We worked with one health system that routed every patient referral to their main campus, regardless of their needs. The reason was simple: they’d always done things that way. Their health system had evolved from having its original hospital as its anchor, and that idea remained ingrained in the culture.

 

They were failing from a strategic standpoint, because that main hospital campus had beds occupied for too long, and new patients couldn’t get in the door. Meanwhile, the secondary hospitals and satellite facilities that would have been able to care for and discharge patients more quickly were being under-utilized.

 

Upon establishment of a patient access center, this health system was able to reroute patients appropriately. Not only did length of stay improve, but they were able to see more patients and standardize care expectations across the entire organization.

 

Looked at in this light, mishandled length of stay is a strategic problem. And it’s when you start approaching it with the same vigor that you would any other problem at your hospital that you can realize extensive cost savings, revenue growth, and improved outcomes.

 

The Operational Impact

Length of stay affects a wide variety of health systems operations. The following is a list of the big ones, but rest assured there are even more than this:

  • Staff unable to work top of license
  • Patient intake compromised
  • Cleaning and sanitization procedures delayed
  • Over-extension of beds, medications, medical devices, etc.

 

This is a nightmare from an operational standpoint. In order to run efficiently, each of these areas and so many others need to be predictable so that you can schedule staff, order supplies and equipment, estimate revenue and more.
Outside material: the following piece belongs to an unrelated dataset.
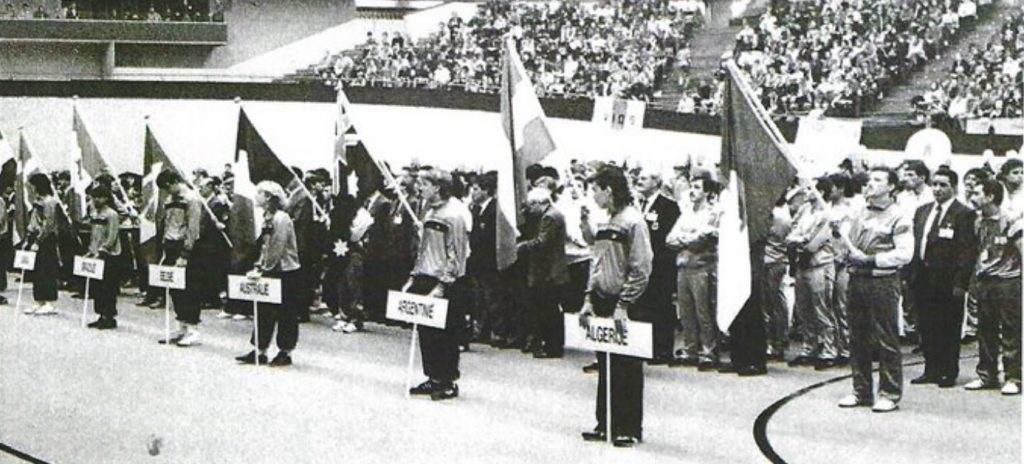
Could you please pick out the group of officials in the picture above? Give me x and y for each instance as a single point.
(873, 254)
When there’s a snag in any one area, the forecast you ran to determine your budget and revenue is compromised. This puts more work on hospital accounting and finance teams, who have to adjust their calculations accordingly. Revenue cycle management is all but impossible when this becomes a regular occurrence.

 

If you can get length of stay to a predictable place, where patients are discharged precisely when they need to be and not a moment sooner or later, you can streamline your operations accordingly.

 

The Experiential Impact

Finally, the patient experience can be severely compromised if the individual must wait in a bed for longer than is clinically necessary.

 

The risk of infections, falls and other adversity increases. But even if an adverse event doesn’t happen, how the patient feels about their overall experience will be negative. Individuals want to get home or to their next healthcare stop as quickly as possible. They want to be on the road to recovery and surrounded by family and friends. They want to put their acute care stay in the rearview mirror.

 

Avoidable days prevent the patient from reaching that milestone, and they will also temper the patient’s attitude toward your organization. For all the talk of consumerism in the modern healthcare marketplace, patients are by and large a very loyal bunch. When you provide an extraordinary level of care and are able to discharge the patient quickly, improving their experience, they’re far more likely to come back, when, for instance, they need non-emergent, preplanned care. This statistic is certainly hard to gauge, as the payoff could take years and carry across numerous care episodes, but it’s no less important to your bottom line.

 

HCAHPS (Hospital Consumer Assessment of Healthcare Providers and Systems) scores can, and will, suffer if patients must stay in one spot for longer than they need to, especially if something negative happens during that time. Alternately, if you can pleasantly surprise the patient by discharging them sooner than expected, your scores will improve.

 

Length of Stay: No Longer Kept At Arm’s Length

Length of stay is a crucial piece of the patient experience, yet not one that always gets the attention it deserves. It’s time to start thinking hard about this critical aspect of your clinical capabilities.